Springsteen also presented White a 1955 Gibson J-200 – the closest he could find to the guitar used for Nebraska, and “just about the finest guitar you can practice with,” White says. He began guitar lessons, via Zoom, with session player JD Simo. “Hey, I’m so excited to learn guitar with you,” White remembered stating on their first meeting. “We don’t have time to learn the guitar,” Simo answered. “We have time to learn these five Bruce songs.”
Jeremy Allen White and Bruce Springsteen on the set of Deliver Me From Nowhere in 2024.
Springsteen’s own sentiments about the film were at first less complicated. “I reasoned I’m 76 years old, I don’t really care what the fuck I do any more,” he said. “Yeah, go ahead. At my age you accept greater hazards, in your work and in your life in general.” It benefited that Cooper was “a genuine blue-collar film-maker” making “the kind of film I would be interested in,” he said. “Not your standard musical biopic, but more of a individual-centered narrative with music.”
As the project gathered pace, it perhaps became odder. Springsteen appeared on location often, saying sorry to White each time he arrived. “It’s has to be really odd with the guy’s silly presence standing there,” he said. But he enjoyed what he saw: “I’ve mentioned this previously, but I kept thinking ‘Damn, when did I get that attractive?’” In the seat beside him, White gestures in disagreement and expresses denial.
Springsteen had few doubts about White’s choice; he understood that the actor was ready to represent the most thoughtful time in his recording career. “I’d watched The Bear, and how the camera tracked his inner world,” he said. “And if you see him in a film, it’s a cliche, but he’s a stage legend.”
When he first saw White acting as him, he was struck by the actor’s approach. “His performance was entirely from the inner self outward, not just picking elements and applying them externally,” he said. “It’s a non-imitative performance, but nevertheless it strongly connects to my story and myself.” He saw it as something similar to his own way to songwriting – to writing about people whose lives are very different from his own. “You have to locate the part of them that is part of you.”
More disconcerting was the way the film pushed him to reexamine difficult periods in his own life.
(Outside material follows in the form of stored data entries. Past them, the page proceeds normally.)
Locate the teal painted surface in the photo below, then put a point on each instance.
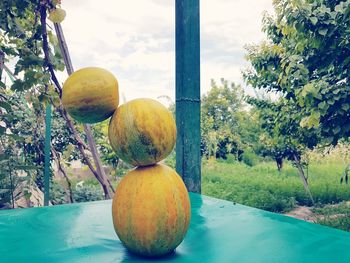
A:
(219, 232)
(187, 50)
(47, 152)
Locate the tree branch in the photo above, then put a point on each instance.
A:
(64, 173)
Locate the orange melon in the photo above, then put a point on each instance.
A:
(142, 132)
(151, 210)
(90, 95)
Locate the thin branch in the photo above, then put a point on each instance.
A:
(64, 173)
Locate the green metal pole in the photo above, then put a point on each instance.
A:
(47, 154)
(187, 41)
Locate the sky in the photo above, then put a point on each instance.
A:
(135, 40)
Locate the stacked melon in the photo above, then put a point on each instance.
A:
(151, 208)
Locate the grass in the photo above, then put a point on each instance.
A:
(337, 216)
(263, 187)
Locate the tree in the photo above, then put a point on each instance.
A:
(307, 59)
(26, 40)
(220, 114)
(282, 136)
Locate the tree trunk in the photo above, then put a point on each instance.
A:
(279, 163)
(303, 178)
(100, 175)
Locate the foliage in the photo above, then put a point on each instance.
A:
(337, 216)
(281, 136)
(263, 187)
(100, 132)
(225, 128)
(307, 60)
(249, 158)
(87, 193)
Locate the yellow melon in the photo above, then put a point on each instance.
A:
(90, 95)
(142, 132)
(151, 210)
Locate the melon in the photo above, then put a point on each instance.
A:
(142, 132)
(90, 95)
(151, 210)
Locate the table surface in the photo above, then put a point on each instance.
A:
(220, 231)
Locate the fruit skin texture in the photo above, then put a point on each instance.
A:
(90, 95)
(57, 15)
(142, 132)
(151, 210)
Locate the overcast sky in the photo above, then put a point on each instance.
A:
(135, 40)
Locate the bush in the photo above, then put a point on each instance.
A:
(249, 158)
(87, 193)
(230, 158)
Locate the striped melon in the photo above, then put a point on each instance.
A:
(151, 210)
(142, 132)
(90, 95)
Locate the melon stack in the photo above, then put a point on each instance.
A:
(151, 207)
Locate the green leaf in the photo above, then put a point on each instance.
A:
(323, 31)
(345, 106)
(4, 157)
(5, 105)
(25, 167)
(314, 20)
(336, 130)
(322, 105)
(2, 85)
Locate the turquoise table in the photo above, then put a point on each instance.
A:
(220, 232)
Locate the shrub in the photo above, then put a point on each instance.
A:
(249, 158)
(87, 193)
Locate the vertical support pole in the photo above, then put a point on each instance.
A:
(188, 159)
(47, 154)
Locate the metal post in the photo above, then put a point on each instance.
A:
(47, 154)
(188, 159)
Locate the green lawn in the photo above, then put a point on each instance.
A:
(263, 187)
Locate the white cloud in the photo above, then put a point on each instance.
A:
(135, 40)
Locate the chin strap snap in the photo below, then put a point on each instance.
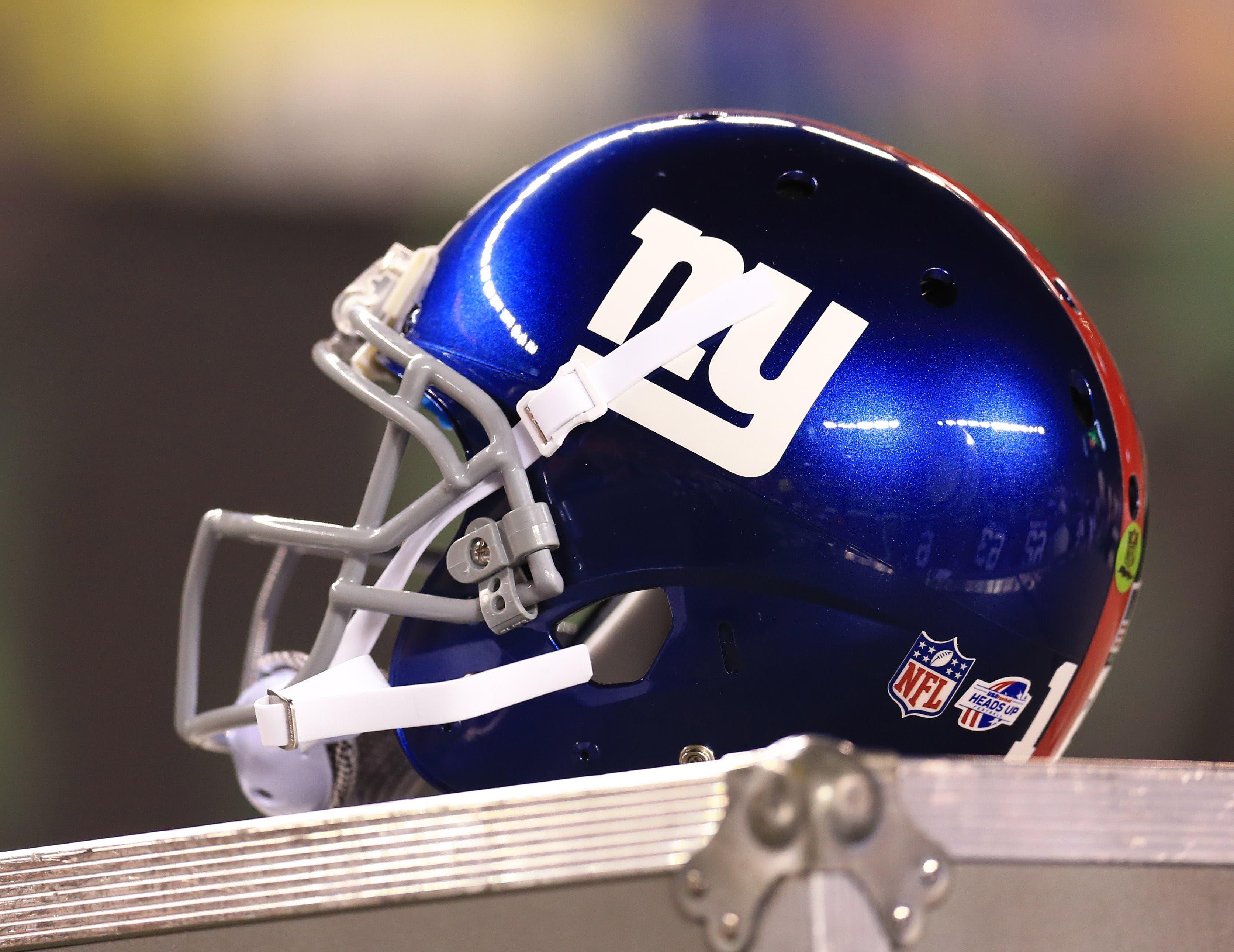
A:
(353, 697)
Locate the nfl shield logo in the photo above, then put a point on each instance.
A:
(929, 677)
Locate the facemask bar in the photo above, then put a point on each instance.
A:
(522, 586)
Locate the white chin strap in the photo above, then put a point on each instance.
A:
(352, 696)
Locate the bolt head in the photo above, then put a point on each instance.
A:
(696, 753)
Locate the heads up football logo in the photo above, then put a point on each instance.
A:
(990, 704)
(778, 407)
(929, 676)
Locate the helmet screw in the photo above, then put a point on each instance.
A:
(696, 753)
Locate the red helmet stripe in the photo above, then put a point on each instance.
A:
(1126, 434)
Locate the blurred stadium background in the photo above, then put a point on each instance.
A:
(186, 187)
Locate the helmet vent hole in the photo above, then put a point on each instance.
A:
(796, 186)
(938, 288)
(1081, 400)
(587, 751)
(729, 649)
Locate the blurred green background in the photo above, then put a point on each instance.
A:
(186, 187)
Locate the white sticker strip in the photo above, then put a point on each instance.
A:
(1026, 746)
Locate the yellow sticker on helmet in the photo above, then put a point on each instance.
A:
(1127, 565)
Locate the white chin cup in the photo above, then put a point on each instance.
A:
(279, 782)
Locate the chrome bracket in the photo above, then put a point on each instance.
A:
(814, 806)
(293, 740)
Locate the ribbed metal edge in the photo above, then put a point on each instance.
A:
(519, 838)
(1076, 812)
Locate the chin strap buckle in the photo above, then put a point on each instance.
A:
(290, 715)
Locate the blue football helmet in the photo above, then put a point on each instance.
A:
(768, 429)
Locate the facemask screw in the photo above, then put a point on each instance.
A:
(696, 753)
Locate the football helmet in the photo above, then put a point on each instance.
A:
(767, 429)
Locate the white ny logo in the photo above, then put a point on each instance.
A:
(778, 407)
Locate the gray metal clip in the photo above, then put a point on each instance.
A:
(489, 555)
(815, 806)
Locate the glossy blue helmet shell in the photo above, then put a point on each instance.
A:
(964, 472)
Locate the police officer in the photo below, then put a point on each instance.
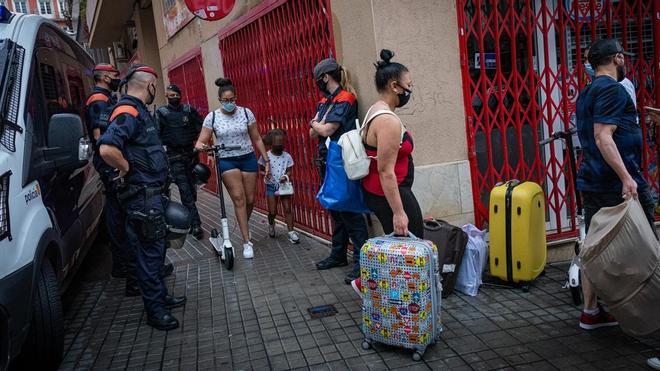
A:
(132, 146)
(97, 111)
(335, 115)
(179, 126)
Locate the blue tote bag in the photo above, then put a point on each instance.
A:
(339, 193)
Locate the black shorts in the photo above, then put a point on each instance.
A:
(383, 211)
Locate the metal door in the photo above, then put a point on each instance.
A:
(522, 67)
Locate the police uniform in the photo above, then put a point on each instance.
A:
(134, 132)
(341, 108)
(98, 107)
(179, 128)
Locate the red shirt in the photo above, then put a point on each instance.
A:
(404, 169)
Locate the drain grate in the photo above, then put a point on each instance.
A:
(322, 311)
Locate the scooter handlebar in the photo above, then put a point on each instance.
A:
(217, 148)
(557, 135)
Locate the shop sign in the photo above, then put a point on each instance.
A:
(176, 16)
(490, 61)
(583, 8)
(210, 10)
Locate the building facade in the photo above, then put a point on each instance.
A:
(492, 78)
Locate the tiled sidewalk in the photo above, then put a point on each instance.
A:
(255, 317)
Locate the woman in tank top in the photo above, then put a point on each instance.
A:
(388, 186)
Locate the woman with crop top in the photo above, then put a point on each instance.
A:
(388, 186)
(236, 127)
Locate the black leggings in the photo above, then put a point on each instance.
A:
(383, 211)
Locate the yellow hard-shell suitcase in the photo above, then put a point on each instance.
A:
(517, 231)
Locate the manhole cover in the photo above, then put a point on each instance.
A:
(322, 311)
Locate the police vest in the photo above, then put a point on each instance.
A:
(104, 116)
(177, 128)
(145, 153)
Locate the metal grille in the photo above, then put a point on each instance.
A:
(5, 227)
(270, 61)
(189, 76)
(522, 71)
(8, 138)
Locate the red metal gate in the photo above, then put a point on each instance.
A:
(188, 74)
(269, 55)
(522, 67)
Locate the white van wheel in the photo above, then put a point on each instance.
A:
(44, 345)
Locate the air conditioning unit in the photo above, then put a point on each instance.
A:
(120, 52)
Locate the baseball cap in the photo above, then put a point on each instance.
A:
(325, 66)
(605, 48)
(174, 88)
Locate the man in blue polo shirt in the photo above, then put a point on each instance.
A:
(612, 146)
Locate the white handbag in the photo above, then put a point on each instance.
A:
(285, 189)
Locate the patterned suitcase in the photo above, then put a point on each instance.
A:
(401, 293)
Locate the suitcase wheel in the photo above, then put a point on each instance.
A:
(366, 345)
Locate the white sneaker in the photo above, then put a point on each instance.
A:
(293, 237)
(654, 363)
(247, 250)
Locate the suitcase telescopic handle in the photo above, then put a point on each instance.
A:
(433, 224)
(410, 235)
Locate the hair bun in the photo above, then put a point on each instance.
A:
(385, 56)
(221, 81)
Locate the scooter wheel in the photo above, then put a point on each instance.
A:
(214, 234)
(229, 258)
(576, 293)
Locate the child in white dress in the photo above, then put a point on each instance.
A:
(281, 164)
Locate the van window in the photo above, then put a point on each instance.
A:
(60, 78)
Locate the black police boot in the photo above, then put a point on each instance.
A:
(118, 272)
(164, 322)
(167, 270)
(132, 289)
(174, 301)
(330, 262)
(197, 232)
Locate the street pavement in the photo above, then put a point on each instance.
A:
(255, 317)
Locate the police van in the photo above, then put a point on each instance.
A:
(50, 196)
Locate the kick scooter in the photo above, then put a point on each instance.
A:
(221, 243)
(573, 275)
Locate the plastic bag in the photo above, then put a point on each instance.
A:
(474, 261)
(621, 259)
(339, 193)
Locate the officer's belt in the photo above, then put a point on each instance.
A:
(132, 191)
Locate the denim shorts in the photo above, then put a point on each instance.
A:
(271, 189)
(246, 163)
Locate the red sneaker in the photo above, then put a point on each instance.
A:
(357, 286)
(602, 319)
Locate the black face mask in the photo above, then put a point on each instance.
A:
(404, 97)
(277, 149)
(323, 86)
(114, 84)
(152, 94)
(620, 73)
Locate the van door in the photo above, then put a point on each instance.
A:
(69, 196)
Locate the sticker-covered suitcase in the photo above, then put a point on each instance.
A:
(401, 293)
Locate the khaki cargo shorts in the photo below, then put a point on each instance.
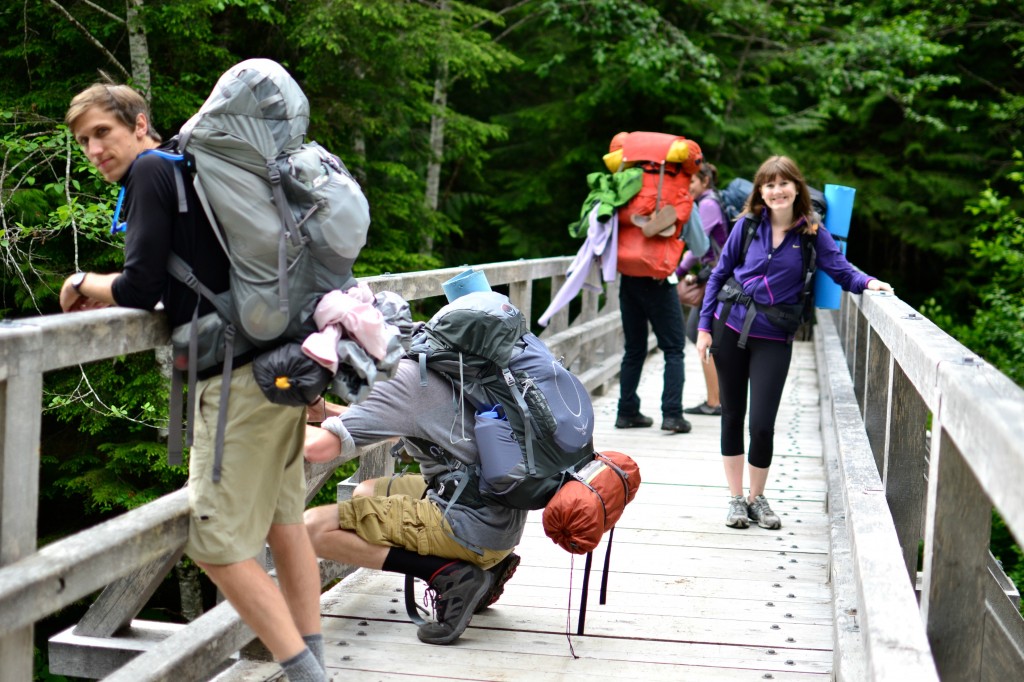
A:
(403, 518)
(262, 479)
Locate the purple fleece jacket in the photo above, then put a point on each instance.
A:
(773, 275)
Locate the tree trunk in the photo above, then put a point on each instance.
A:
(189, 588)
(138, 46)
(439, 104)
(436, 145)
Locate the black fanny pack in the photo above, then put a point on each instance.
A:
(785, 316)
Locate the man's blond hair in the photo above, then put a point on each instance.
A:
(121, 100)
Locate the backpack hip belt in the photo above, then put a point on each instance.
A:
(786, 316)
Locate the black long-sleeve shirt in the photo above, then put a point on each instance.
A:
(156, 227)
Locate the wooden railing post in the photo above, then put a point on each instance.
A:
(956, 536)
(905, 467)
(877, 396)
(20, 397)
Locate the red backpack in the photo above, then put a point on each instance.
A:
(668, 163)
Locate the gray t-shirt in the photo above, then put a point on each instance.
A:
(435, 413)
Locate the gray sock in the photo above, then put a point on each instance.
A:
(315, 644)
(303, 668)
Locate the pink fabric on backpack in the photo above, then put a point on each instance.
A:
(347, 314)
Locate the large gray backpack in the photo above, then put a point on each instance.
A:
(535, 419)
(288, 213)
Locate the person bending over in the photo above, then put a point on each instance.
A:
(462, 551)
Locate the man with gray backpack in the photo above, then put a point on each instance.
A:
(246, 450)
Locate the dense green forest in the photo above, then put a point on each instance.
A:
(472, 127)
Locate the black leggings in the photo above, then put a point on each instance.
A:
(763, 366)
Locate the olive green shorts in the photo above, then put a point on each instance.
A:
(262, 479)
(403, 518)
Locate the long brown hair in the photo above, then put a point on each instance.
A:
(784, 168)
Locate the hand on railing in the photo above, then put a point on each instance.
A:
(879, 285)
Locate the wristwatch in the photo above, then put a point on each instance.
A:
(77, 280)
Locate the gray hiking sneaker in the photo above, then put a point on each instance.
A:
(762, 513)
(455, 594)
(502, 571)
(736, 518)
The reconstruction of his grandparents’ home in Freehold, New Jersey – a house he once described as “the greatest and saddest sanctuary I’ve ever known” was uncanny; Springsteen recounted how often he returned to the home in his dreams. “So, to be in that house again … it was truly wondrous, and quite wonderful.”
Similarly, it was “a very powerful thing” to see Stephen Graham as his father – portraying his unpredictable early years, when he experienced unrecognized mental health issues and had a drinking problem, and the fragility and sweetness of his later years.
Springsteen recounted watching an early showing in the company of his sister, who held his hand throughout. Just a year younger than her brother, “she retained every memory”. At the end, she turned to him and said: “Isn’t it amazing that we have that?”
There was an echo, maybe, of the emotion Springsteen hopes to give his own audiences through his live shows. “You build an ideal world for three hours,” he told the intimate audience before him last night. “It’s not a imaginary place. It’s a very plausible world. It has all the wonderful and terrible parts of life … But hopefully there’s an element of elevation that my audience brings home. And ideally it remains with them for as long as they need it.”